I’ve been working on developing local only, desktop based Rails apps for data analysis. This is specifically targeted at users that have highly sensitive data and/or very large volumes of data that can’t be posted on the ‘net.
I’ve fooled around with modifying the one-click install to the point that I realize how hard it is to package this stuff up.
When you get a Window’s version going, I’d love to hear about it.
By the way – the press release is a little misleading (I don’t think intentionally) – on it you say that “Joyent Slingshot enables Rails to break free of the browser.” I think that you might have meant to say, “Joyent Slingshot enables Rails to break free of the internet.” While you could certainly use Rails outside of the browser, if you’re ultimately syncing with a web based application, then in most cases, you still need a browser to get at the data.
Best of luck guys.
— Nick 490 days ago #I’d really appreciate it if you guys would answer the question that chad (first comment) and others before him, including Andrew Shebanow have been asking:
What will you do about the security risks involved in distributing the full application source?
furthermore:
As the developer of a closed source system where my code composes a significant portion of the value of my service, why on earth would I want my source to be available to the consumer?
— Stephen Caudill 490 days ago #Stephen, I think it’s been mentioned that you could encrypt your application (like is done with Java Bytecode). Someone correct me if I’ve got this wrong.
— Geoff 490 days ago #@Nick: a Windows version will be available when we launch.
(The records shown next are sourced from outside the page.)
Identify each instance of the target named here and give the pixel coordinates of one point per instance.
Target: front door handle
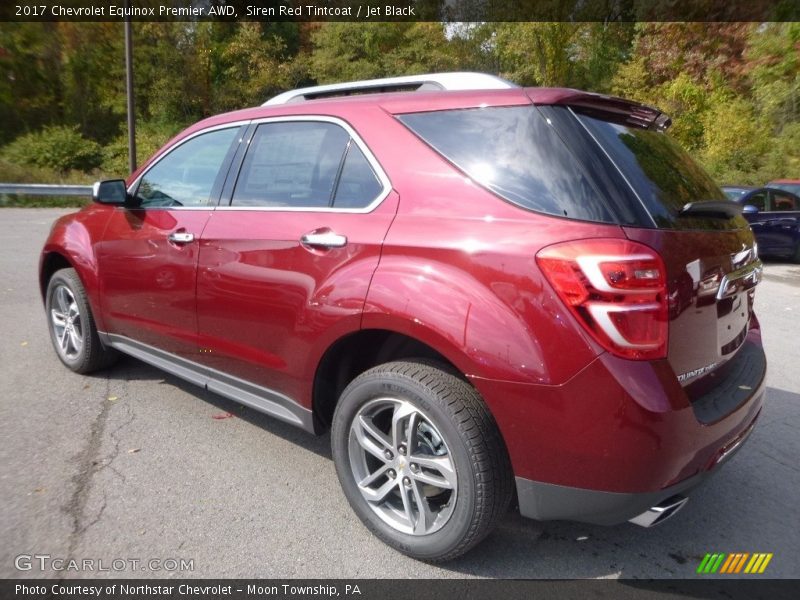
(323, 239)
(181, 237)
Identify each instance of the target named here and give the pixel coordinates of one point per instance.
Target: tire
(440, 484)
(71, 325)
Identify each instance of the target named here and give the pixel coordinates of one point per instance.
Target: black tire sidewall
(394, 385)
(69, 279)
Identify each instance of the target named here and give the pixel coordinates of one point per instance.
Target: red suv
(486, 295)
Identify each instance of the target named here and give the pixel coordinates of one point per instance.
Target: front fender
(73, 238)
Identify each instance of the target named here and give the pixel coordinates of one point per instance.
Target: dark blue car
(774, 215)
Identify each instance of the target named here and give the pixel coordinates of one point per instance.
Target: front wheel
(71, 324)
(420, 459)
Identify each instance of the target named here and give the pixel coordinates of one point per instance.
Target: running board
(256, 397)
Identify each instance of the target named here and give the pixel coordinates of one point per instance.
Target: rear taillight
(618, 291)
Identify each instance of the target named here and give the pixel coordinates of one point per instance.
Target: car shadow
(524, 548)
(132, 369)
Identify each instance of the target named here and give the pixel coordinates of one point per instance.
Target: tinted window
(358, 185)
(515, 153)
(291, 164)
(758, 200)
(188, 174)
(663, 175)
(783, 201)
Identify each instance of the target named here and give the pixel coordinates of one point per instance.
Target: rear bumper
(549, 502)
(618, 438)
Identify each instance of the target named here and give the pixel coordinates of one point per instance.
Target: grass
(14, 173)
(17, 201)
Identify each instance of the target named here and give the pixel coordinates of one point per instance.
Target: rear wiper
(718, 209)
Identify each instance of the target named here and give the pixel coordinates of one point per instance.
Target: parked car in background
(790, 185)
(484, 294)
(774, 215)
(737, 191)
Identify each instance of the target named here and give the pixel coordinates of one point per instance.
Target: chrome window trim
(373, 162)
(135, 185)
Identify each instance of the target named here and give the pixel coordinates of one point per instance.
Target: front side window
(305, 164)
(758, 200)
(190, 175)
(783, 202)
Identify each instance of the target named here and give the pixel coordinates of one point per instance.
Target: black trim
(550, 502)
(256, 397)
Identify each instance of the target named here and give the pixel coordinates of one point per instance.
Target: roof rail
(408, 83)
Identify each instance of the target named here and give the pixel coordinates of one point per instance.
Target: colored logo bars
(734, 563)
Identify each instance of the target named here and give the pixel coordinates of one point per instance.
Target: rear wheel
(71, 324)
(420, 459)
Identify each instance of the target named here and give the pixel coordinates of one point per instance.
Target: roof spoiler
(409, 83)
(624, 112)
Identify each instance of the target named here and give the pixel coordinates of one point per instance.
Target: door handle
(324, 239)
(180, 237)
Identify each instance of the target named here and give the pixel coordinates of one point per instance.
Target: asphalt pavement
(146, 476)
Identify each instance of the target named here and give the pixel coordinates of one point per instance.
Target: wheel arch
(359, 351)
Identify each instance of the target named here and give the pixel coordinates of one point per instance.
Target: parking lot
(134, 465)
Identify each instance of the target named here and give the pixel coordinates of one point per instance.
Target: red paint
(441, 260)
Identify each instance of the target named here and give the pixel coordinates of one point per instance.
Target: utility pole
(129, 91)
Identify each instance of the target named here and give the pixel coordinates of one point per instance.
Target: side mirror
(111, 191)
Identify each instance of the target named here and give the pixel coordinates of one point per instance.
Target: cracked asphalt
(132, 464)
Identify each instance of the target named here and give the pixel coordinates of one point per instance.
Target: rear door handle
(323, 239)
(181, 237)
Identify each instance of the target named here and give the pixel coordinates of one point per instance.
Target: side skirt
(256, 397)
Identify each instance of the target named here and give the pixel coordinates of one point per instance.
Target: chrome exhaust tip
(660, 512)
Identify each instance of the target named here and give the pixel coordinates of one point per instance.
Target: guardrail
(45, 189)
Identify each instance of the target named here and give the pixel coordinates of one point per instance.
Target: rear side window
(291, 164)
(662, 174)
(358, 185)
(516, 154)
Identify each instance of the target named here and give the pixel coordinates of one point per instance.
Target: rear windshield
(661, 173)
(514, 152)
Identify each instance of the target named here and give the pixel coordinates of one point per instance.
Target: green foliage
(58, 147)
(732, 89)
(149, 138)
(349, 51)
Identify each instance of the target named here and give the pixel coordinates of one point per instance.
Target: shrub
(149, 138)
(58, 147)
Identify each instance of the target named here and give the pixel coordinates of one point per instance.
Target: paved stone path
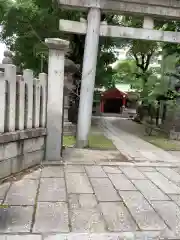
(134, 148)
(97, 195)
(62, 202)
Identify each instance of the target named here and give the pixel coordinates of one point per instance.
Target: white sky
(2, 48)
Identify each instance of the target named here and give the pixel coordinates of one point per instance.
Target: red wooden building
(113, 101)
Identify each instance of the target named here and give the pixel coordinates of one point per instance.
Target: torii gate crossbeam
(93, 28)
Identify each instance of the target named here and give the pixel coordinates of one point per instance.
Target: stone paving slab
(170, 174)
(74, 169)
(99, 205)
(3, 189)
(146, 169)
(121, 182)
(22, 192)
(143, 213)
(16, 219)
(112, 170)
(176, 199)
(55, 171)
(86, 220)
(33, 175)
(149, 190)
(132, 173)
(78, 183)
(117, 217)
(95, 172)
(104, 190)
(163, 183)
(82, 201)
(170, 212)
(51, 217)
(52, 190)
(22, 237)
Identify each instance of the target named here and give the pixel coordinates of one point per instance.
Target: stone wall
(22, 119)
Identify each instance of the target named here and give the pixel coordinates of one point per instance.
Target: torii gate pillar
(88, 76)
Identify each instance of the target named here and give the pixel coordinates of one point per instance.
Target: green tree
(26, 23)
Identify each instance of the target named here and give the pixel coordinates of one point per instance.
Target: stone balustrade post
(57, 49)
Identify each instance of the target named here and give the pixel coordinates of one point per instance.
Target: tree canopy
(26, 23)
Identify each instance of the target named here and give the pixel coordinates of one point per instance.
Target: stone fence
(22, 119)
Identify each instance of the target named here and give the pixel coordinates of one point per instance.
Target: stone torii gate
(93, 28)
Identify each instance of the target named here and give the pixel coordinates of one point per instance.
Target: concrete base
(174, 135)
(69, 129)
(82, 144)
(19, 155)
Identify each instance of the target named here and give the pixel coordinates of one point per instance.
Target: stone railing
(22, 119)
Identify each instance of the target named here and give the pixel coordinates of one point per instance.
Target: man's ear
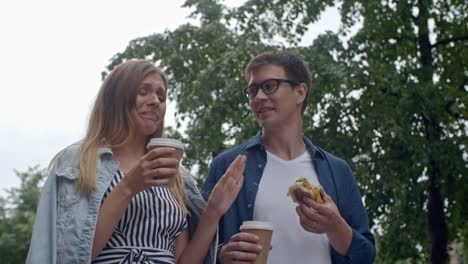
(301, 92)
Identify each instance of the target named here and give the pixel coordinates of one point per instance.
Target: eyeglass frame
(260, 86)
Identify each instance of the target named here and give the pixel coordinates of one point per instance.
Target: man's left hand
(318, 218)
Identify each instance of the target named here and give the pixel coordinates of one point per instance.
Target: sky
(52, 54)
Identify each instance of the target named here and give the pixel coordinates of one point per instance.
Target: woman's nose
(154, 99)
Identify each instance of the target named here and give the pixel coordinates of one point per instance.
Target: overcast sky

— David Young 490 days ago #@Stephen: We’re still working on that part of Slingshot. But this much is true: even if encrypted, a person wanting to get to your code in Slingshot would, given time, be able to get to it. We’ll make it as difficult as possible, but it can’t be impossible.
— David Young 490 days ago #I’m very interested in incorporating this into a proposal I’m working on…can you give an idea as to the license costs for commercial applications?
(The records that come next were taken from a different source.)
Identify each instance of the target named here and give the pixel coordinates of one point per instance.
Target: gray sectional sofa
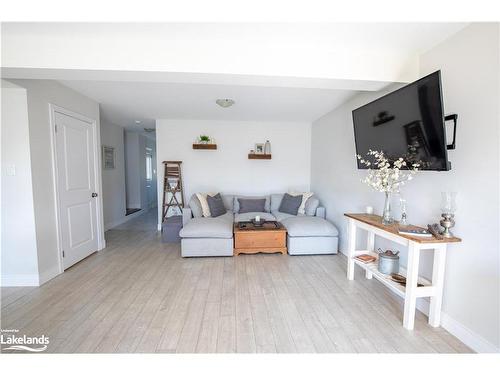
(308, 233)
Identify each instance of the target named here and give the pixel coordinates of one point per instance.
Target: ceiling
(274, 72)
(123, 103)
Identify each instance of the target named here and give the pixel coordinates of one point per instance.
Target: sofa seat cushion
(247, 216)
(209, 227)
(309, 226)
(280, 216)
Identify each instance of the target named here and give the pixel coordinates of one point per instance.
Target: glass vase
(387, 218)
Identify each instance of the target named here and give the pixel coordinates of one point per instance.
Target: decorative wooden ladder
(172, 183)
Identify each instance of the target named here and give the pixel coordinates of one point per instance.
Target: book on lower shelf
(416, 232)
(366, 258)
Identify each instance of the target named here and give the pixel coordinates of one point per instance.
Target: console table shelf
(431, 288)
(400, 290)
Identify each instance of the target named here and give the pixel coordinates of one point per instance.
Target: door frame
(53, 109)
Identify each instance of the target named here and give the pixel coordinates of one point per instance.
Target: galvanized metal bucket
(388, 262)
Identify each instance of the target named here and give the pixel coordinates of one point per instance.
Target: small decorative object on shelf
(386, 175)
(415, 232)
(204, 142)
(253, 155)
(388, 261)
(448, 206)
(366, 258)
(435, 229)
(403, 221)
(204, 139)
(267, 148)
(259, 148)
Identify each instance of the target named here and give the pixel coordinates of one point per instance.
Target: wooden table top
(267, 226)
(376, 221)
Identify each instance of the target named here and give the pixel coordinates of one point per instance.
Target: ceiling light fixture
(225, 103)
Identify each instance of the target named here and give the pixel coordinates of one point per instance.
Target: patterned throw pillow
(305, 197)
(216, 205)
(202, 197)
(290, 204)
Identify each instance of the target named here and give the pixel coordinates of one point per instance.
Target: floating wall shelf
(259, 156)
(201, 146)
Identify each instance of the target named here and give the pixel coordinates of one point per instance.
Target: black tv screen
(408, 123)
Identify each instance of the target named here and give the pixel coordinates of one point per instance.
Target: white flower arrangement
(389, 175)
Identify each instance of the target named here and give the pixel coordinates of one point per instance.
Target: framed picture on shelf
(108, 157)
(259, 148)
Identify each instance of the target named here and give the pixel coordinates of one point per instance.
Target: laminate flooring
(140, 295)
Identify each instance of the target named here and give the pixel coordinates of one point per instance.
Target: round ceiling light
(225, 103)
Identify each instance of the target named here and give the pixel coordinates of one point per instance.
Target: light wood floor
(139, 295)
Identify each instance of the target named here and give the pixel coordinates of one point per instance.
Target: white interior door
(77, 188)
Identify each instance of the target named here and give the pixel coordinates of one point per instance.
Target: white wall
(470, 67)
(40, 94)
(228, 168)
(113, 180)
(19, 253)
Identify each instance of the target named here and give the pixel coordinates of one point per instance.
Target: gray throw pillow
(251, 205)
(290, 204)
(195, 206)
(216, 205)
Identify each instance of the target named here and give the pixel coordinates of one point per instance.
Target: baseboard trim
(20, 280)
(113, 224)
(457, 329)
(49, 275)
(461, 332)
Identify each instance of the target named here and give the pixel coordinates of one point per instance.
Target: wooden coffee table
(251, 239)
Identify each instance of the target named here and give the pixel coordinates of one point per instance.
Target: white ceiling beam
(328, 57)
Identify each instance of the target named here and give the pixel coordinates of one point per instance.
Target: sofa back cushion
(195, 206)
(290, 204)
(216, 205)
(228, 201)
(236, 204)
(276, 202)
(311, 205)
(251, 205)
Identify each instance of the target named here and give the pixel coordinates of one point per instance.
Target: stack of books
(365, 258)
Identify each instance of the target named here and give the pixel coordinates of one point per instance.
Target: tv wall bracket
(453, 117)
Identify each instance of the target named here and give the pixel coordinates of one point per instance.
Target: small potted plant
(204, 139)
— Dylan 490 days ago #Looks like they called you on your bluff guys :)
http://labs.adobe.com/wiki/index.php/Flex:Open_Source
— Kyle 482 days ago #Licensing this technology seems to stray from your core business of providing hosting infrastructure.
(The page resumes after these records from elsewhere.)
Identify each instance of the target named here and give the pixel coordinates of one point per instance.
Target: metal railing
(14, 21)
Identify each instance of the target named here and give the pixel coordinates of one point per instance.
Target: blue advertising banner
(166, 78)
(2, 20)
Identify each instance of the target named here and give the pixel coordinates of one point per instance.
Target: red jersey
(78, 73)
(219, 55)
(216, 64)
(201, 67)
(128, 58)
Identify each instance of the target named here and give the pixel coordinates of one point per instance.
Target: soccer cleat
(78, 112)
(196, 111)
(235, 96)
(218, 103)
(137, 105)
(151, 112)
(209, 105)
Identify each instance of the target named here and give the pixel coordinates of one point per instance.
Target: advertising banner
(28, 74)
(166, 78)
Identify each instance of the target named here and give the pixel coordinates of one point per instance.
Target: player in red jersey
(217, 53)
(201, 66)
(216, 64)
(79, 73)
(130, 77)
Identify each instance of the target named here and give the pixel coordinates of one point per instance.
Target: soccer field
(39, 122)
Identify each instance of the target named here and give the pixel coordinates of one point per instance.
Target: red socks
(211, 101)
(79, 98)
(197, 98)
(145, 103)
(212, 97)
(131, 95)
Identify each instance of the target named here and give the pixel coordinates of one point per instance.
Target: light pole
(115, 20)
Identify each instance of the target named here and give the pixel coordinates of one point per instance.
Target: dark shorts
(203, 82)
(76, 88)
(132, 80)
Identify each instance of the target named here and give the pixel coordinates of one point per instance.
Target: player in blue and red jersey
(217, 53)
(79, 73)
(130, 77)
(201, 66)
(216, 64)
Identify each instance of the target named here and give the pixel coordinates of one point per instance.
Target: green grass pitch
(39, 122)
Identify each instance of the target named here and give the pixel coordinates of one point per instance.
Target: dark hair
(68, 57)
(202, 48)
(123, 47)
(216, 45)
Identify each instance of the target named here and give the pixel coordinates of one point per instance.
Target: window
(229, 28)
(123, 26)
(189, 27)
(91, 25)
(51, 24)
I would have thought that making a truly open-source product with a free-for-all license would have benefited the platform you’ve created and your existing business much more than any commercial licensing fee arrangement will.
Help the world to kick ass by developing and nurturing an truly free platforms, and then when you’ve got a big base of amazing companies doing great things with the tools and platform you developed you’ll no doubt have avenues to monetise it.
Adobe, Google, Apple and many other companies have one up on you in this regard: they understand that you have to help progress the technologies and give back as much as you can, and then through adoption you’ll find business success.
A licensing scheme that says “if you want to make money with this you must pay fees” will only hurt adoption in return for what, in the long term, are measly amounts of money.